Joseph Lubin sees a future where tens of thousands of companies deploy on Ethereum’s L1, L2, and permissioned EVM networks within 2–3 years. He argues that low L1 fees and cross-layer interoperability are the catalysts. The market nods, ETH holds. But as someone who spent 2018 auditing 0x’s integer overflow and 2020 modeling Compound’s flash loan vector weeks before the exploit, I’ve learned that founder rhetoric is the cheapest form of leverage.

Let’s apply the same forensic lens to Lubin’s vision.
Context: The Enterprise Adoption Hype Cycle
Ethereum’s enterprise narrative is nearly a decade old. The Ethereum Enterprise Alliance launched in 2017. Quorum and Besu promised private, compliant networks. Yet the promised flood of corporate deployments never materialized. Today, Lubin revives the thesis: more companies, lower fees, interoperable layers. The underlying mechanism? L2 rollups absorb execution, L1 becomes a settlement and data-availability layer, and permissioned EVM networks bridge the compliance gap.

It sounds coherent. But coherence is not causality.
Core: The Systematic Tear-down
First, let’s examine the fee argument. Lubin claims L1 fees must stay low to attract enterprise use. Post-Dencun, blob transactions did cut L2 gas costs dramatically. But the side effect is equally dramatic: L1 fee revenue has collapsed. According to ultrasound.money, ETH’s net issuance flipped positive in mid-2024. Daily burn now often lags issuance. The promised “net deflation” is absent. Lubin’s own thesis requires sustained L1 activity to maintain deflation, but enterprise deployments—if they happen—will live on L2, contributing only blob fees to L1. Blob fees are a fraction of regular transaction fees. The value capture for ETH holders is thus diluted.
Second, cross-layer interoperability remains a theoretical ideal. Today, moving assets between Arbitrum, Optimism, and zkSync involves bridges with trust assumptions. Shared sequencers exist as white papers. The ERC-7683 standard is nascent. Lubin’s timeline of 2–3 years for seamless interop assumes a pace of development that history does not support. During my 2024 Chainlink CCIP audit, I identified a reentrancy vector in their new routing mechanism—these are the hard, unglamorous problems that delay infrastructure maturity.
Third, the “tens of thousands of companies” assertion lacks any on-chain footprint.

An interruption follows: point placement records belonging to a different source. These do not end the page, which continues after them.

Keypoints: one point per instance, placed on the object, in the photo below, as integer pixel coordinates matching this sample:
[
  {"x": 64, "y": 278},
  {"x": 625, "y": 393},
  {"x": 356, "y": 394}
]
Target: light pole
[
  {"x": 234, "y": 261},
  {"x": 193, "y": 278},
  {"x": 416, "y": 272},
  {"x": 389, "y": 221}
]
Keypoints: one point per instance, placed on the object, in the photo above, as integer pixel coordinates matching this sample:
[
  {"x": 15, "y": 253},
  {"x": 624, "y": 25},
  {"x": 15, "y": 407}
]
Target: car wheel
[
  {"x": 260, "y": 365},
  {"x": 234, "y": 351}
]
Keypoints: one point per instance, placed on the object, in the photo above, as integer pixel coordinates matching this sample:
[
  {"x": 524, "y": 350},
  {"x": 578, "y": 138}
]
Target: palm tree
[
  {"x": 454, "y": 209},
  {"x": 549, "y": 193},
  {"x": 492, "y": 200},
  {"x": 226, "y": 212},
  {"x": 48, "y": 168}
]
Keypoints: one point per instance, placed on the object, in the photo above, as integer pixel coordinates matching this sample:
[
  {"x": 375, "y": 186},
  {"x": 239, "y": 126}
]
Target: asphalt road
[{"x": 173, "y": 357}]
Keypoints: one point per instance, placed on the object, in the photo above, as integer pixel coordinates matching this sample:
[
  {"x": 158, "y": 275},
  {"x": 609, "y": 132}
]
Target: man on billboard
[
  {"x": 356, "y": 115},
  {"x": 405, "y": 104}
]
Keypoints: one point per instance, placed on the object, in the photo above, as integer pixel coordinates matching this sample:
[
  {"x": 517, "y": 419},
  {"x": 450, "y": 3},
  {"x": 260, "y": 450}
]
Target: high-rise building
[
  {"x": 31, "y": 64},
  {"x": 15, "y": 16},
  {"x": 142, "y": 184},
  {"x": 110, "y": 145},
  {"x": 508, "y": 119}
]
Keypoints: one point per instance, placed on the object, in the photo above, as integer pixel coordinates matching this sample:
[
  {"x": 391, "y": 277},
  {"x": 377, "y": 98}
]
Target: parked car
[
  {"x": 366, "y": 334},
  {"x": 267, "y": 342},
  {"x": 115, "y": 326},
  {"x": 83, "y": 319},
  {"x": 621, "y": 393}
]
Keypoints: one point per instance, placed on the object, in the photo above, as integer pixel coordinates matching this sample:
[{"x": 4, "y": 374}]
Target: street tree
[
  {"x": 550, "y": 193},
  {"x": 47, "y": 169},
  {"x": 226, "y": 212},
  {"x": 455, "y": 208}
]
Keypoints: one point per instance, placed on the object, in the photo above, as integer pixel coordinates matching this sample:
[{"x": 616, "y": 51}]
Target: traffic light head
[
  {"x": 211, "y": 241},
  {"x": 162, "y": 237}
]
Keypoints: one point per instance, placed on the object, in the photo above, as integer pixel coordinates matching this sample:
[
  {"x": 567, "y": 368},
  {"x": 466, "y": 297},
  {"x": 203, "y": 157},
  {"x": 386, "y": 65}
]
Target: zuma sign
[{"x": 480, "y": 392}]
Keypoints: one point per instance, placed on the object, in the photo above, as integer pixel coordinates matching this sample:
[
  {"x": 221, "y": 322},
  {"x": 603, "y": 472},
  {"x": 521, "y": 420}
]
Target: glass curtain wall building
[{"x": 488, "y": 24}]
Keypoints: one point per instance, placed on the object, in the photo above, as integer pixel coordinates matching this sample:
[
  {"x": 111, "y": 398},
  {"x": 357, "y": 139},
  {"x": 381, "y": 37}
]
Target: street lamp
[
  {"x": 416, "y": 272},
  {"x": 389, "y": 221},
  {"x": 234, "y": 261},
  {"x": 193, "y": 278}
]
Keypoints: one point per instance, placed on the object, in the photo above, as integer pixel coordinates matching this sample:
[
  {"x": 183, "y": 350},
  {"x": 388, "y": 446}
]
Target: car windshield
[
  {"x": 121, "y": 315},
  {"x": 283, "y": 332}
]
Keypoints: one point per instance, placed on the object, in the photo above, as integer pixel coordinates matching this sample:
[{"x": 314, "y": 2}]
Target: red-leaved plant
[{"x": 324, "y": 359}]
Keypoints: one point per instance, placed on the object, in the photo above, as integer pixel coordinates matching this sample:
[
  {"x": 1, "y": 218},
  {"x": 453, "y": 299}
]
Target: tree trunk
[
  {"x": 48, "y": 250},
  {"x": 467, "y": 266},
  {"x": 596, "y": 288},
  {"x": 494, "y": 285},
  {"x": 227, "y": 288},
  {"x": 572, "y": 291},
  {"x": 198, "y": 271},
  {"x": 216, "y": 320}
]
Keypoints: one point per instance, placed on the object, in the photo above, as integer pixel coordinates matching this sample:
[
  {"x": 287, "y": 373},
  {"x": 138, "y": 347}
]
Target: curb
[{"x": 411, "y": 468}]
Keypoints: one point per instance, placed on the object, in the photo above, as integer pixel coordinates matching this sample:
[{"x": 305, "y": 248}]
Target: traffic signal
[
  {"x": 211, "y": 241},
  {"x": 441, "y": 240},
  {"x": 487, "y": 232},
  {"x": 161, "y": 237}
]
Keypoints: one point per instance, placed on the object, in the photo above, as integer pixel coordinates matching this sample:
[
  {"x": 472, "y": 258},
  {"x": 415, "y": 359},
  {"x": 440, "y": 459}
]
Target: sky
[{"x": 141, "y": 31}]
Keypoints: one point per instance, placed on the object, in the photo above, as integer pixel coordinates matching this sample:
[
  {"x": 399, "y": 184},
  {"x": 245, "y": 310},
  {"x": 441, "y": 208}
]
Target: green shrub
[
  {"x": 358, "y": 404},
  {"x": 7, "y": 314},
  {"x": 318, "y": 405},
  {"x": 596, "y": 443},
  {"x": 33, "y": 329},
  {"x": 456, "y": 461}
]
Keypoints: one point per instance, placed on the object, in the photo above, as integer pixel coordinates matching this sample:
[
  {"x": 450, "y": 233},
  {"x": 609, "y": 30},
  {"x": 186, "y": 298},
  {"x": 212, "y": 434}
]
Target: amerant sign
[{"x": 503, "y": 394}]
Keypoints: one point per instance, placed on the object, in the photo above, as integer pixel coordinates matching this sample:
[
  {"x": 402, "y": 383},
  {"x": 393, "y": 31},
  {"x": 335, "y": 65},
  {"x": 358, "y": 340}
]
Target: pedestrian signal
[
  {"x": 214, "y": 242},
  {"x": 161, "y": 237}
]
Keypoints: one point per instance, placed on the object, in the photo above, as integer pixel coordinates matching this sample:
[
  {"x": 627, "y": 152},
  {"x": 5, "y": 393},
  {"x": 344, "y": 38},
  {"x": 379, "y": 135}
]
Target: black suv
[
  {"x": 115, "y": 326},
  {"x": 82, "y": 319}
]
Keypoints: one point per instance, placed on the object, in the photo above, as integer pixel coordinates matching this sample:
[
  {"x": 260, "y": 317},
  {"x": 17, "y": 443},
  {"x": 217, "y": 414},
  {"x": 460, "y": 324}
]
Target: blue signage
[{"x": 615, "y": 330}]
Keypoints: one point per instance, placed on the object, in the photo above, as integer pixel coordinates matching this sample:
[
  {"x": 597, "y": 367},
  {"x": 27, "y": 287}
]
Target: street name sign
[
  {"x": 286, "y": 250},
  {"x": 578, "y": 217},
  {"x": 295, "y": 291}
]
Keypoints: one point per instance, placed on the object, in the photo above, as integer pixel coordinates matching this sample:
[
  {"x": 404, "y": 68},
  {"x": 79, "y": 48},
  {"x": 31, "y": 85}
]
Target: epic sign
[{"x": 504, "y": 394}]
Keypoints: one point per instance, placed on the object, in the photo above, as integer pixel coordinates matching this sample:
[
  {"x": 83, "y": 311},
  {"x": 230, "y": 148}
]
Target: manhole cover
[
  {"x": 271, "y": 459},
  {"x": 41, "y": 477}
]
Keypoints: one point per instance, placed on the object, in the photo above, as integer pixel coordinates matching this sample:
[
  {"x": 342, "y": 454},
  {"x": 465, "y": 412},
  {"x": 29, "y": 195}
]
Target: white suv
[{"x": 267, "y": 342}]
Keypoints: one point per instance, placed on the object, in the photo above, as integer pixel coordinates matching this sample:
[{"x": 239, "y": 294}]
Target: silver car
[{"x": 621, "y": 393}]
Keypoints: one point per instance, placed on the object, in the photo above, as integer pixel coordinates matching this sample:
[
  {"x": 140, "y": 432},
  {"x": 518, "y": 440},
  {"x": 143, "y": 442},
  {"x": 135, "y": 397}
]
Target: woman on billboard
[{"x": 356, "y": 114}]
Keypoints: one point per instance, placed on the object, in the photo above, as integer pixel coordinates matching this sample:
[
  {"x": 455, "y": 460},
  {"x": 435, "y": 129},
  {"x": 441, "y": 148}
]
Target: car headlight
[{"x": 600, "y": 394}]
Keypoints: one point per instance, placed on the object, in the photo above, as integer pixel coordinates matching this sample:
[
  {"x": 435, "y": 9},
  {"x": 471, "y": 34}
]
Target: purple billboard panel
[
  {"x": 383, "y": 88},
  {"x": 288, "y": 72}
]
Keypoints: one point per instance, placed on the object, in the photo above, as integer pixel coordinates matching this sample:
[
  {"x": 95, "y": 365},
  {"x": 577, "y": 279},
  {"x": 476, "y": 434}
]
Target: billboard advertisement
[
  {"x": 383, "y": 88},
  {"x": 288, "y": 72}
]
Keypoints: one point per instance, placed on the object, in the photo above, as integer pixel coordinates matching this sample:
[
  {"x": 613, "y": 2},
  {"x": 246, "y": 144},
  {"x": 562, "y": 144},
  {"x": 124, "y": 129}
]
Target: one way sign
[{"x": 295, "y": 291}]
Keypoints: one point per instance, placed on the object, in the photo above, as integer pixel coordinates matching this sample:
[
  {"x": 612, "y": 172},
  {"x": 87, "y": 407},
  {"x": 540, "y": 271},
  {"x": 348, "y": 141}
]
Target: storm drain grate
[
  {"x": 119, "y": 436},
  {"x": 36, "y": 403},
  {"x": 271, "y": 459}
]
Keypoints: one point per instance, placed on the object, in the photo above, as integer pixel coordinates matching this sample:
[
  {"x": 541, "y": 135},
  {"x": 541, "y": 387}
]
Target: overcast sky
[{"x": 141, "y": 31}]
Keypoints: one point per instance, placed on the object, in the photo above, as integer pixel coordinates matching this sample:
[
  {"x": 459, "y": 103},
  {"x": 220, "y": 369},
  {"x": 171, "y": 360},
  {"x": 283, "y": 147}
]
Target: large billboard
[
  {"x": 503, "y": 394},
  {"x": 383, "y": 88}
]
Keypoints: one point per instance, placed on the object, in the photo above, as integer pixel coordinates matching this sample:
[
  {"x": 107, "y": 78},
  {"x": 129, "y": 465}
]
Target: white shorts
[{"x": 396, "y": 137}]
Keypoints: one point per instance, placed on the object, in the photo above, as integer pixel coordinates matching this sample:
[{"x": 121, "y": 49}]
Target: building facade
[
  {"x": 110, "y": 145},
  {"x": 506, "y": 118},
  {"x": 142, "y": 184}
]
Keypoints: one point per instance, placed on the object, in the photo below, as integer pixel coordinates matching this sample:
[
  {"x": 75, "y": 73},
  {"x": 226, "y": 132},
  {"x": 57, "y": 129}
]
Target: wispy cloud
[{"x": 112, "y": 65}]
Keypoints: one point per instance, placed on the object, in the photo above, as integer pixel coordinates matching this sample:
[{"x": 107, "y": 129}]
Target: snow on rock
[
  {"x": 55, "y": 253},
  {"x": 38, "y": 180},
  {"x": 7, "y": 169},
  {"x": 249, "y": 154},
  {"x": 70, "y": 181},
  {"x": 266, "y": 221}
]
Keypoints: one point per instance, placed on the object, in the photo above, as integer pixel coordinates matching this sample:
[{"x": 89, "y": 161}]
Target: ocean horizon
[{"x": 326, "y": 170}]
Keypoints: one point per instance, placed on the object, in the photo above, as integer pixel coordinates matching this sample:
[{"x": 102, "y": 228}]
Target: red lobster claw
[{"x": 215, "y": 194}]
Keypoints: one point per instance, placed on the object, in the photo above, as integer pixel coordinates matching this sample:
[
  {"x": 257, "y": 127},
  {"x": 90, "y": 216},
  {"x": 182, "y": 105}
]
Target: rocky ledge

Tens of thousands would imply a surge in contract deployments on both L1 and L2—we’re not seeing it. Dune Analytics shows L2 daily transactions growing, but the majority are individual users, not corporate logic. Permissioned networks like Hyperledger Besu are used by a handful of banks, not a mass market. The gap between ‘possible’ and ‘actual’ is wide enough to swallow a bull market.
Contrarian: What the Bulls Get Right
To be fair, the bull case has legs where the hype is not the argument. Ethereum’s developer ecosystem remains the largest in crypto. The number of core contributors, EIP submissions, and security researchers—myself included—is unparalleled. Any enterprise wanting to deploy on a smart-contract platform will naturally gravitate to the most battle-tested environment. The recent ETF approvals also signal institutional acceptance, which lowers regulatory FUD for risk-averse corporate IT departments.
Lubin is correct that permissioned EVM chains solve the privacy problem for enterprises that cannot tolerate public transparency. But those chains don’t need ETH. They need a compatible VM. The economic benefit to ETH from such deployments is indirect at best.
The real bull thesis is simpler: if enterprise adoption ever materializes at scale, Ethereum’s first-mover advantage and liquidity depth will make it the default settlement layer. But that’s a 5–10 year bet, not a 2–3 year one.
Takeaway: The Accountability Call
As I told the 0x team in 2018 after finding that overflow: a deadline does not change mathematics. Lubin’s timeline is marketing, not engineering. The on-chain data shows no enterprise surge. The fee dynamics undermine deflation. The interoperability gap remains a chasm.
Hype is leverage in reverse. When the narrative breaks, the downside is faster than the upside ever was.
Capital will flow to transparency, not to promises. The proof will be in the transaction logs, not in keynote slides.